Design of Transparent Nonmagnetic Electric Heating Film Based on MEMS Technology for Microalkali Metal Vapor Cell

Abstract

Aiming to address the limitations of traditional heating films in balancing the magnetic field suppression and uniform heating in spin-exchange relaxation-free (SERF) atomic magnetometer applications, this article designs a transparent, nonmagnetic electric heating film based on the MEMS technology, in which indium tin oxide (ITO) is used as the core heating material. First, a model is developed to analyze the spatial magnetic field strength induced by current flowing in different directions through the wiring. The layout design of the heating film is then optimized through the quantitative analysis and simulation. Next, ITO, a transparent material, is selected and processed using the MEMS technology. This successfully addresses the condensation issue at the optical apertures of traditional flexible printed circuit (FPC) heating films, which is caused by uneven heating, thereby improving the heating uniformity.

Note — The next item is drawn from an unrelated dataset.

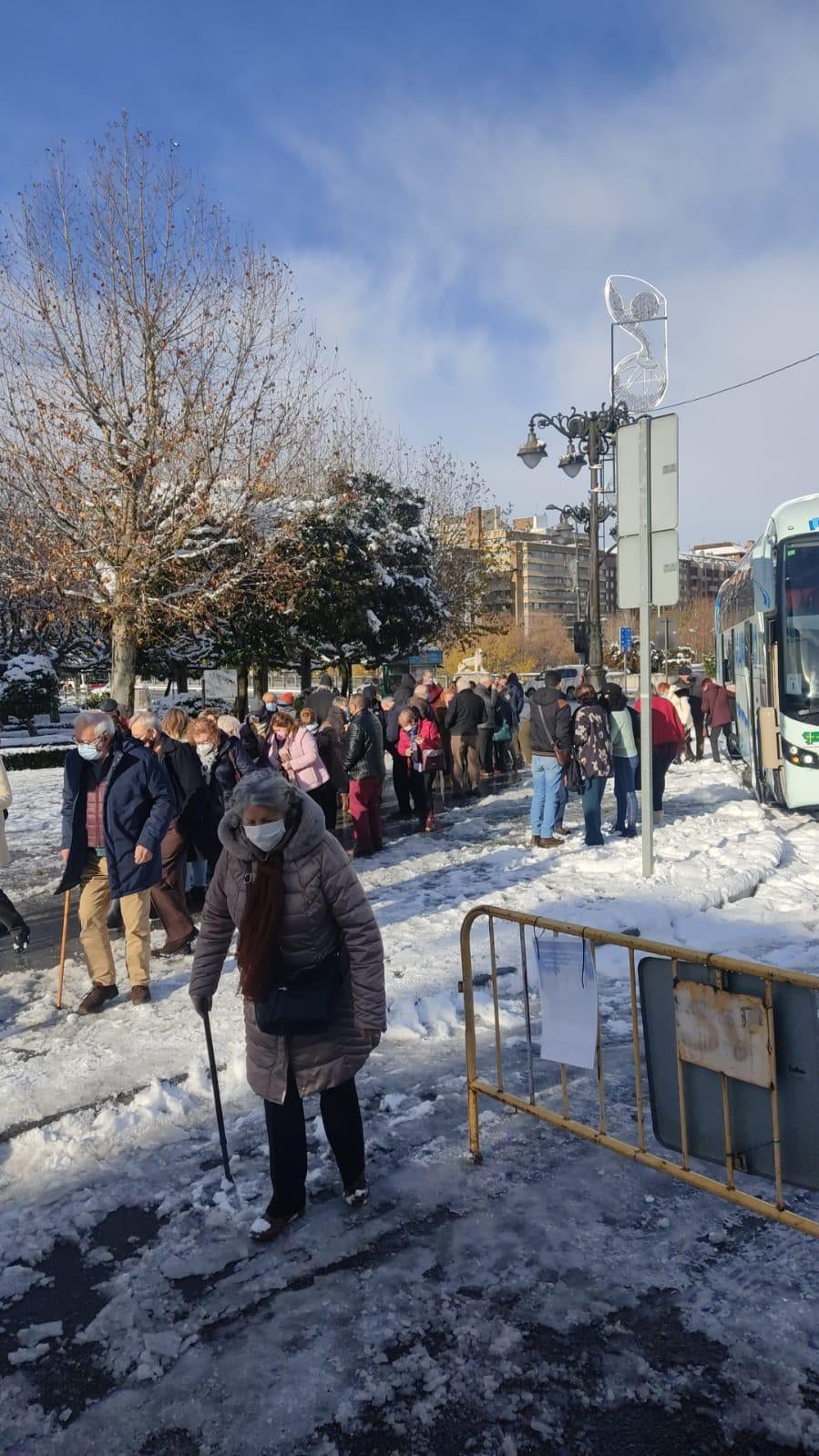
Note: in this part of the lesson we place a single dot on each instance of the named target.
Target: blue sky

The final experiment validated the feasibility and effectiveness of the design. The experimental results show that the magnetic flux density of the designed heating film under dc conditions is 0.8154 nT/mA. Under the same heating conditions, the temperature variance in the vapor cell area decreased from $0.0125~^{\circ } {\text {C}}^{{2}}$ for traditional heating films to $0.0103~^{\circ } {\text {C}}^{{2}}$ , with a particularly significant temperature increase observed in the optical aperture region. Experimental data confirm that the MEMS-based transparent heating film developed in this study demonstrates significant advantages in both magnetic field suppression and heating uniformity.